SQL restructuring and confusion about what the sql block returns

I’m new to Observable Framework and I’m not a javascript programmer. I’m trying to port a dashboard I created successfully with Quarto + Observable + DuckDB to Observable Framework and I’m running into some problems with simple things.

Specifically, I want to use the results of a sql query to populate a select input. I have this block, but the resulting target_list is a key-value array. I don’t seem to be able to use things like map() on this object. Arrow Table functions also don’t seem to be available. I though the sql block returned an Arrow table, so I’m confused about what I’m dealing with.

```sql id=target_list
SELECT DISTINCT Target FROM targets
```

I tried destructuring but that only ever seems to return the first row, or in the latter case, the first result broken up by letter. I really don’t understand what’s going on here. What I’m trying to accomplish here seems like it would be a common pattern (though I can’t find an example in which an Input is populated by a sql query result) – there’s an easy way to accomplish this, right?

```sql id="[{'Target': target_list2}]"
SELECT DISTINCT Target FROM targets
```

```sql id=[target_list3]
SELECT DISTINCT Target FROM targets
```

The result is an Arrow table, you can transform it with, e.g.:

Array.from(target_list, (d) => ({…d})

or table.toArray

target_list.toArray()

In the future please open a GitHub Discussion instead. We’re using GitHub now for support around our open-source projects. Thank you!

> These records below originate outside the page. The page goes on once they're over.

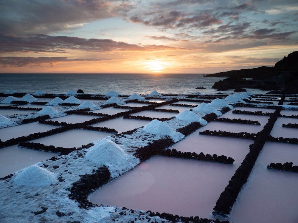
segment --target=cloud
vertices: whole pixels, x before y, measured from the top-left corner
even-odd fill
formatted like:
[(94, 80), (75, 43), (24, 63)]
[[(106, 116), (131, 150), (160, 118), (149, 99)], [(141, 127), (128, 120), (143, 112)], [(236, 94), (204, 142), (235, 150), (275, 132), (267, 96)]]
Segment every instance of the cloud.
[(25, 67), (29, 65), (40, 66), (42, 64), (47, 64), (53, 66), (57, 63), (63, 62), (78, 62), (81, 61), (100, 61), (110, 60), (106, 59), (71, 59), (62, 57), (46, 57), (41, 56), (33, 57), (28, 56), (7, 56), (0, 57), (0, 65), (2, 67)]
[(0, 33), (48, 34), (73, 30), (84, 23), (125, 14), (130, 8), (120, 0), (1, 0)]
[(98, 52), (153, 51), (184, 49), (164, 45), (139, 45), (111, 39), (87, 39), (44, 34), (18, 36), (0, 34), (0, 48), (2, 52), (66, 53), (75, 50)]

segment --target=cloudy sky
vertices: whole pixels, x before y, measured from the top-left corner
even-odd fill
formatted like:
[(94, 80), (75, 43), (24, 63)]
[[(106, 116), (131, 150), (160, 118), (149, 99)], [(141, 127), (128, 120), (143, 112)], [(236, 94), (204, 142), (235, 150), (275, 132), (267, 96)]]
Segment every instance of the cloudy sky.
[(297, 0), (1, 0), (0, 72), (212, 73), (298, 50)]

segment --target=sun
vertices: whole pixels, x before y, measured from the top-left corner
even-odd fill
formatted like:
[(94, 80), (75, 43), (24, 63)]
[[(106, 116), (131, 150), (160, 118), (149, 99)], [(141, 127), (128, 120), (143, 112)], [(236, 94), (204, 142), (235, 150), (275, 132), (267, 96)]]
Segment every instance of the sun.
[(158, 60), (152, 60), (146, 63), (145, 68), (153, 72), (161, 72), (162, 71), (166, 68), (165, 63)]

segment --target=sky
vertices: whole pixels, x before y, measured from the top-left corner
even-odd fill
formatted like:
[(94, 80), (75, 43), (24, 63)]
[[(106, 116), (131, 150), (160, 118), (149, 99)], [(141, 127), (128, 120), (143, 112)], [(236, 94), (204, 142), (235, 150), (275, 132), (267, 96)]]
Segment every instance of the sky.
[(213, 73), (298, 50), (297, 0), (1, 0), (0, 73)]

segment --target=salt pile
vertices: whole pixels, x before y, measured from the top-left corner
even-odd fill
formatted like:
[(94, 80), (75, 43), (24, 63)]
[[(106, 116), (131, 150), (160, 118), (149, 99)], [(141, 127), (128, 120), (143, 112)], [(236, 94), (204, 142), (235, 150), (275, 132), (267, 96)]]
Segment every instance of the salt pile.
[(136, 99), (137, 99), (139, 101), (143, 101), (145, 100), (145, 98), (141, 97), (136, 93), (134, 93), (131, 95), (128, 98), (127, 98), (131, 100), (133, 100)]
[(24, 95), (23, 98), (21, 98), (20, 100), (29, 102), (30, 101), (36, 101), (37, 100), (37, 99), (32, 95), (27, 94), (26, 95)]
[(105, 97), (117, 97), (120, 95), (118, 92), (114, 91), (110, 91), (105, 94)]
[(23, 169), (13, 181), (13, 184), (28, 186), (48, 186), (57, 180), (57, 177), (53, 173), (36, 165), (32, 165)]
[(13, 96), (8, 96), (7, 98), (0, 102), (1, 104), (11, 104), (13, 101), (19, 101), (20, 99)]
[(105, 103), (107, 104), (114, 104), (114, 103), (116, 103), (118, 105), (124, 105), (126, 103), (124, 101), (119, 101), (119, 99), (114, 97), (112, 97), (108, 100), (107, 100), (105, 101)]
[(37, 113), (42, 115), (48, 115), (51, 118), (60, 117), (63, 115), (63, 113), (58, 112), (51, 107), (47, 106)]
[(207, 114), (214, 113), (218, 116), (222, 114), (221, 112), (217, 111), (209, 104), (203, 102), (193, 109), (193, 112), (197, 114), (204, 116)]
[(85, 101), (78, 107), (80, 109), (89, 108), (91, 110), (94, 110), (98, 108), (98, 106), (88, 100)]
[(71, 96), (64, 100), (63, 102), (69, 104), (80, 104), (82, 102), (76, 98)]
[(64, 103), (64, 101), (59, 98), (59, 97), (56, 97), (49, 102), (47, 103), (46, 105), (57, 106), (63, 103)]
[[(130, 169), (139, 162), (138, 159), (125, 154), (120, 147), (107, 139), (100, 140), (89, 149), (85, 158), (98, 165), (108, 167), (113, 177), (121, 174), (122, 171)], [(118, 172), (119, 169), (122, 171)]]
[(13, 94), (14, 94), (15, 93), (17, 93), (17, 92), (13, 89), (12, 89), (11, 90), (10, 90), (9, 91), (7, 91), (5, 92), (5, 93), (7, 95), (12, 95)]
[(177, 119), (188, 122), (197, 122), (202, 125), (205, 125), (208, 123), (206, 120), (201, 118), (197, 115), (189, 110), (185, 110), (181, 114), (176, 116)]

Yes, please use a GitHub Discussion for open-source related topics — we’d really like to consolidate discussions there so people don’t have to search in multiple places to find help.

The ARRAY SQL function might be helpful here. This lets you return a single row with multiple values, rather than multiple rows. Then you can destructure the array-valued column into a variable:

```sql id=[{targets}]
SELECT ARRAY(SELECT DISTINCT Target FROM targets) AS targets;
```

Technically this will give you a Utf8Vector rather than a string[], but since Arrow vectors are iterable, you can use it directly to create an input. For example, here’s a radio input:

```js
const target = view(Inputs.radio(targets), {label: "Target"});
```

The value of target is now a string (or null if the user hasn’t chosen a target yet, but you can also preset the initial value of the radio if you like).